If you are blocked getting to maven central when first using Kotlin Notebooks because of company firewalls, you can use a tool like Fiddler Tool to redirect to a different network location.

Kotlin Notebooks

Kotlin Notebooks are a JDK based environment that brings the Python based Jupyter Notebooks expressiveness to IntelliJ.

From the blog post announcing the plugin, it looks like this:


At home, the installation of jar files looked like this:



I played around with it at home, but I couldn't use it at work.  Many companies, mine included, do not allow software components to be used when downloaded directly from the internet.
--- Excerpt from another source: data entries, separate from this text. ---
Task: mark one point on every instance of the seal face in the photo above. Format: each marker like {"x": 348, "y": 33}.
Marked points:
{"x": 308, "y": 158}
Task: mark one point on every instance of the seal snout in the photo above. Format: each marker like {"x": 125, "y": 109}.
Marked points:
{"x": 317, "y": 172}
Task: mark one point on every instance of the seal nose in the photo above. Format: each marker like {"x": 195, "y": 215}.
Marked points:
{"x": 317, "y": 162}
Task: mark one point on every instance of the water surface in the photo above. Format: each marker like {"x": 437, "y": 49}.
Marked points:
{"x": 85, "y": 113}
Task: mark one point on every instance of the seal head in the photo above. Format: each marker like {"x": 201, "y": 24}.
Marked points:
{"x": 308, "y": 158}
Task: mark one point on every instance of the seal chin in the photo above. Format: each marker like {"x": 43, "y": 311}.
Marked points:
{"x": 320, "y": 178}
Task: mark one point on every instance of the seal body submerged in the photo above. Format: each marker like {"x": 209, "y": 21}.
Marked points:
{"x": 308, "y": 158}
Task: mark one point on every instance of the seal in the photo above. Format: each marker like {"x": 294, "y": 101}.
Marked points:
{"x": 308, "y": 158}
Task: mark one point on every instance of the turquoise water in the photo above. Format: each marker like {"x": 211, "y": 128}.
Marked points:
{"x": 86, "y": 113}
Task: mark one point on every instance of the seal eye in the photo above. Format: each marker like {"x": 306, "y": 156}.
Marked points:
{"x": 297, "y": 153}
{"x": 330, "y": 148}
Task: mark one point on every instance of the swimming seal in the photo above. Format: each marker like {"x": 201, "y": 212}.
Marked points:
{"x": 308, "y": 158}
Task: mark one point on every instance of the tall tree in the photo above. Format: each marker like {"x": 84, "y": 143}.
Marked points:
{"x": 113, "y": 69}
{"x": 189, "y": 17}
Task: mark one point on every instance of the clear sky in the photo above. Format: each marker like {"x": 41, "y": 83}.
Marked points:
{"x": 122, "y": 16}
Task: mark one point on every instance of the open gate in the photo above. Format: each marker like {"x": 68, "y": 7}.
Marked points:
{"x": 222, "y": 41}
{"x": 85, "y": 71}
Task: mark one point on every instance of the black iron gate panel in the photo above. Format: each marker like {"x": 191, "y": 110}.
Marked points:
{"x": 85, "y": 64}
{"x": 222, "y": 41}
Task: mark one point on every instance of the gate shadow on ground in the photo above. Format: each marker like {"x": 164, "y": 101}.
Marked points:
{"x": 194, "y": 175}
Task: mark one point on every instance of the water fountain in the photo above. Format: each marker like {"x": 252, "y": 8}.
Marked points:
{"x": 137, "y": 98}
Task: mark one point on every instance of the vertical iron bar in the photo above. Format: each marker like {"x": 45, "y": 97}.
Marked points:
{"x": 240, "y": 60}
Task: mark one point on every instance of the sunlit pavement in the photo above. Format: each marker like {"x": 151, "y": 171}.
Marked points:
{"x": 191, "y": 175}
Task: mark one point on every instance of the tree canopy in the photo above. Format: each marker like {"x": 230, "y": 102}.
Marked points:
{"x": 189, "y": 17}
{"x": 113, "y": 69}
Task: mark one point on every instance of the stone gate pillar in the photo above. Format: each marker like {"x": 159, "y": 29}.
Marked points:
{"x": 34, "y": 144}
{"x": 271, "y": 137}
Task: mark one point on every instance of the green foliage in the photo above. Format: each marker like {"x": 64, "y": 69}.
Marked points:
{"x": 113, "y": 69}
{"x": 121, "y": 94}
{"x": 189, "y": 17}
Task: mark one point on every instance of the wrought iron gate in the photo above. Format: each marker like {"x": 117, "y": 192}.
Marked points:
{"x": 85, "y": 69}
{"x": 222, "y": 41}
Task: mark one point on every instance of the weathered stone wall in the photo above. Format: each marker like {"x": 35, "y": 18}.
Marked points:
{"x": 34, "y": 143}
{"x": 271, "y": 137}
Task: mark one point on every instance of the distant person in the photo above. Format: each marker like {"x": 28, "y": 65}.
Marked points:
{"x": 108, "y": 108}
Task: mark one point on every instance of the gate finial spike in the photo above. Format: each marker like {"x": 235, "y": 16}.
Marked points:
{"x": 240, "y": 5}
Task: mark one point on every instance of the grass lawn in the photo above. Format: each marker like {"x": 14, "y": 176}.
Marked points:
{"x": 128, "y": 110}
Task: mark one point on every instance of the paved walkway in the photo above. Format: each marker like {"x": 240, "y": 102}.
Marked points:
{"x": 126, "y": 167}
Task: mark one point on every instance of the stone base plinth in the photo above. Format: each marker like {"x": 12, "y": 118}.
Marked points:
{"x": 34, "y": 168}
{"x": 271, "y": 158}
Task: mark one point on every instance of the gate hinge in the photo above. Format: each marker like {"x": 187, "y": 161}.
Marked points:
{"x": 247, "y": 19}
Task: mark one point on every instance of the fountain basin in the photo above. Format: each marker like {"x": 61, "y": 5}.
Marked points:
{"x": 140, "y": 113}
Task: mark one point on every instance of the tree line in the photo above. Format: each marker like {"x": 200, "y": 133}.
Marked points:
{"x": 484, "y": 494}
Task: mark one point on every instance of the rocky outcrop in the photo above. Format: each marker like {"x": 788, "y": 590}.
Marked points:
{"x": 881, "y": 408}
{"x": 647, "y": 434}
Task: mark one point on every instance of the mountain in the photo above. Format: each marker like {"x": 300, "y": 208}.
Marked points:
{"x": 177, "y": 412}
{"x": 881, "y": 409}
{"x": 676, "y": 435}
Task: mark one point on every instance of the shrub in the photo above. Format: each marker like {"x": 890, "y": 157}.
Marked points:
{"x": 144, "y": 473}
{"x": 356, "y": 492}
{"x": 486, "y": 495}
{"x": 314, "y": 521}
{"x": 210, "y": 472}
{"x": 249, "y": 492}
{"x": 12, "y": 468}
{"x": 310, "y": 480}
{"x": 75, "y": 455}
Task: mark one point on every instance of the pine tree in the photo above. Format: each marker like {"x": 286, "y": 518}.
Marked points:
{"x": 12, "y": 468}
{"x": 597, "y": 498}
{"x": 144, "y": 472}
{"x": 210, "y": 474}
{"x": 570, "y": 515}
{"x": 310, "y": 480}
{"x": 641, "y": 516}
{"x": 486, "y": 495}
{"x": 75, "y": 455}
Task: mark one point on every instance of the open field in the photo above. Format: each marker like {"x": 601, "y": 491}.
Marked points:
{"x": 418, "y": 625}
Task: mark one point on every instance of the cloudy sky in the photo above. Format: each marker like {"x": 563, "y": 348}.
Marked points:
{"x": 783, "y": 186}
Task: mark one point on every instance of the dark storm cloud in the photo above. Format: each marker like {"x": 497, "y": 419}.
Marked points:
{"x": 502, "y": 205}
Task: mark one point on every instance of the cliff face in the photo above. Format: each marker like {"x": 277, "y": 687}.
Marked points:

In my companies case, we use a product called Artifactory, which allows you to mirror the content from Maven Central while still applying policies like CVE scanning, tracking, etc.

The way it should work

IntelliJ, as one of the leading IDE's, generally supports this quite well.  In fact, there is a whole setting page dedicated to dealing with just this situation:


If I were at work, this settings page would have configuration that pointed to where I'm allowed to get Maven Central jar files.

Unfortunately, the client/server configuration of the Kotlin Notebook plugin doesn't seem to honor this page and tries to directly access Maven Central.

The workaround

Because I have to inject my personal credentials into the request for jar files, a simple redirect generated by the TLS connection would not work.  I actually have to be able to read and adjust the layer 7 HTTPS traffic.  One of my favorite tools to do that is called Fiddler . Not only is it able to act as a proxy on my PC, it's has a redirect option that is easy to use.


Set your proxy to http://127.0.0.1:8888 (unless you needed to change Fiddler's defaults):

And the necessary jar files will be downloaded.

Cleanup required

Fiddler has to have the option to decrypt TLS/SSL turned on in order to view the layer 7 HTTP request.  This means that you will receive multiple "Do you trust this certificate?" questions from IntelliJ.

You will now have TLS certificates trusted in IntelliJ's cacerts file (usually found at C:\Users\<username>\AppData\Roaming\JetBrains\IntelliJIdea2023.3\ssl\cacerts) that you DO NOT WANT to keep trusting.  Delete the entries with Fiddler in the name using keytool, reset your proxy back to not use 127.0.0.1:8888 and you should be on your way.